The Church as a Gift Culture

Church of Ste. Anne de Beaupré (LOC)photo © 1890 The Library of Congress | more info (via: Wylio)

 

I know I’m supposed to be doing a study through the book of Job, but I keep having these other ideas so I’m going to go with them. I wrote last time about the church as a gift culture. I’m going to start with that paragraph today:

The church is used to living in a gift culture. We do not charge to come to church. We give to the ministry of the church. We are used to giving away worship music for little or nothing. We feel the incongruity when a church goes astray with these things. This is because grace and gratitude and the whole gift culture are the warp and woof of the Christian life, even for graceless churches that refuse to understand this.

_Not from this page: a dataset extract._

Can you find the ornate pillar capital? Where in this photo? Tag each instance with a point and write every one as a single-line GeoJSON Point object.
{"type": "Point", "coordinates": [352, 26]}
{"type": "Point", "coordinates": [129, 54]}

On reflection, it is clearly the mission of the church to invite people in order to GIVE them something. There may be churches which act as fraud centers who pull people in in order to fleece them, but we are throwing those places out in our ruminations here. The reason we can do this is that we are thinking through the right principles and everyone including God would condemn a place that so acted.

So, the mission of the church, and the guiding principle of every normal active average sort of church, is to invite people in in order to bless them. We invite them in to offer them the chance to receive salvation, receive teaching, receive counsel, to build community and friendships, to offer material help as possible when needed, to offer a way for people to fit into a larger community in a fulfilling way. There are greeters at the door to make people feel welcome. There is music to fit the taste and reverence of the congregation. The church is the direct opposite of a business, where the object is to elicit a sale from the person. A church wants a person to come inside in order to give them something, not to get something from them.

What about tithes and offerings? Once again, this is part of the gift culture of the church. Even in the most crass and greedy churches, there is no notion that the ministry of the church is being purchased. Worship music is not a concert you buy tickets for. People are asked to give to the church blindly with nothing received in return, because it is a gift culture. As we give to the church, we enter into the gift culture; we give expecting nothing in return, and we receive freely whether we give or not.

None of this is unusual or difficult to understand, and this is why it is most profound. The world is only recently coming to grips with the idea of the gift culture. Digital society is coming around to the gift culture as the only way that ANY culture can exist. Content on the internet cannot be securely owned and distributed on the condition of a money exchange. Now many services (for example, kickstarter.com) are arising in which content producers can give their content away and be supported through gifts. The whole open source movement is a fantastic example of a gift culture.

My point is that the church has been thriving as a gift culture for 2000 years, and obviously it has really worked. We need as the church to embrace this, instead of trying to think of ways we can run little side businesses to help prosper our ministries. The more we give away, the more we focus on the needs of people without thought of recompense, the more we simply let our needs be known, the more people in the congregation can step up and participate in the gift culture as they are able. As this happens, we have the blessing of living in a community which reflects the grace and mercy and favor of God, who gives without measure and without a thought or need for payment. We enter in a practical way into the universe of grace.

“”I have shown you in every way, by laboring like this, that you must support the weak. And remember the words of the Lord Jesus, that He said, “It is more blessed to give than to receive.'”” Acts 20:35, NKJV.